Kapolrestabes Medan Kombes Riko Sunarko mengatakan peristiwa itu terjadi di Simpang Selayang, Medan, pukul 21.37 WIB, Minggu (25/7). Polisi juga mengungkap UA mendapat Rp 120 ribu, N mendapat Rp 120 ribu, dan IIB mendapat Rp 60 ribu sebelum penyiraman air keras.
"Pukul 21.00 WIB, Persada menghubungi HST memberitahukan bahwa dirinya sudah di lokasi, yaitu di depan RM Tesalonika, HST kemudian memberitahukan kepada UA dan N yang sedang berdampingan di kandang ayam. UA dan N kemudian menuju lokasi, memindahkan air keras dari botol kaca ke botol plastik yang sudah dipotong kemudian menyiramkan air keras kepada Persada," tuturnya.
Setelah itu, para tersangka bertemu lagi. SS disebut menyerahkan duit Rp 3 juta kepada UA dan N.
"Sementara sisanya Rp 10 juta akan diserahkan hari Selasa 27 Juli 2021. SS menyuruh untuk menghapus jejak komunikasi," ucapnya.

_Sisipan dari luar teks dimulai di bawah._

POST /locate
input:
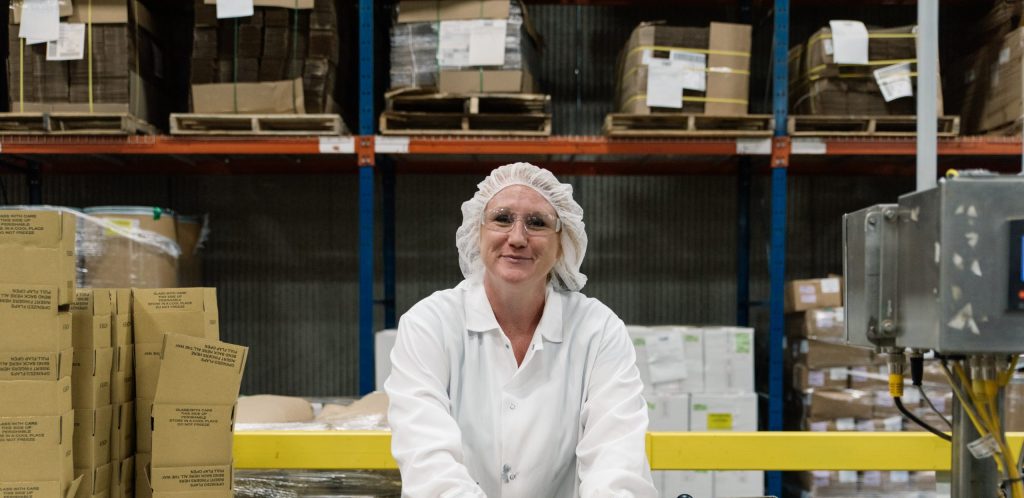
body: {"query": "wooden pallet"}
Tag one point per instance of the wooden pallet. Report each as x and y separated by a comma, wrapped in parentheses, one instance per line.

Penyiraman air keras ini diduga terkait permintaan jatah yang dilakukan Persada. Jatah yang diminta Persada terus naik hingga akhirnya pemilik tempat judi tak terima.
"Pada sekitar bulan Juni, pemilik gelanggang permainan Saudara SS meminta kepada pengelola tempat gelanggang permainan tersebut, yaitu Saudara HST. Di mana pada saat itu Saudara HST melaporkan kepada pemilik gelanggang permainan tersebut bahwa ada permintaan uang dari korban Saudara PBS, di mana PBS ini biasanya meminta jatah bulanan yang sudah berlangsung sekitar 8 kali, mulai dari angka Rp 500 ribu kemudian minta dinaikkan Rp 1 juta, kemudian dinaikkan lagi minta Rp 2 juta, terakhir yang bersangkutan meminta dinaikkan menjadi Rp 4 juta per bulan," ujar Kombes Riko.
SS menyebut Persada perlu diberi pelajaran. Riko mengatakan Persada kemudian mengirim beberapa link berita media online lewat WhatsApp karena SS telat memberi uang 'setoran' pada Juni 2021.
"Dalam WA tersebut korban menyampaikan bahwa link berita tersebut belum dibagikan atau belum disebar dan meminta jatah bulan Juni segera diberikan. Kemudian setelah diberikan, pada bulan Juli kembali tanggal 21 Saudara PBS kembali menagih untuk jatah bulan Juli namun terlambat sampai dengan tanggal 24, kemudian tanggal 25-nya Saudara PBS dan Saudara Heri janjian untuk ketemu, di Simpang Tuntungan tepatnya di depan RM Tesalonika," ujarnya.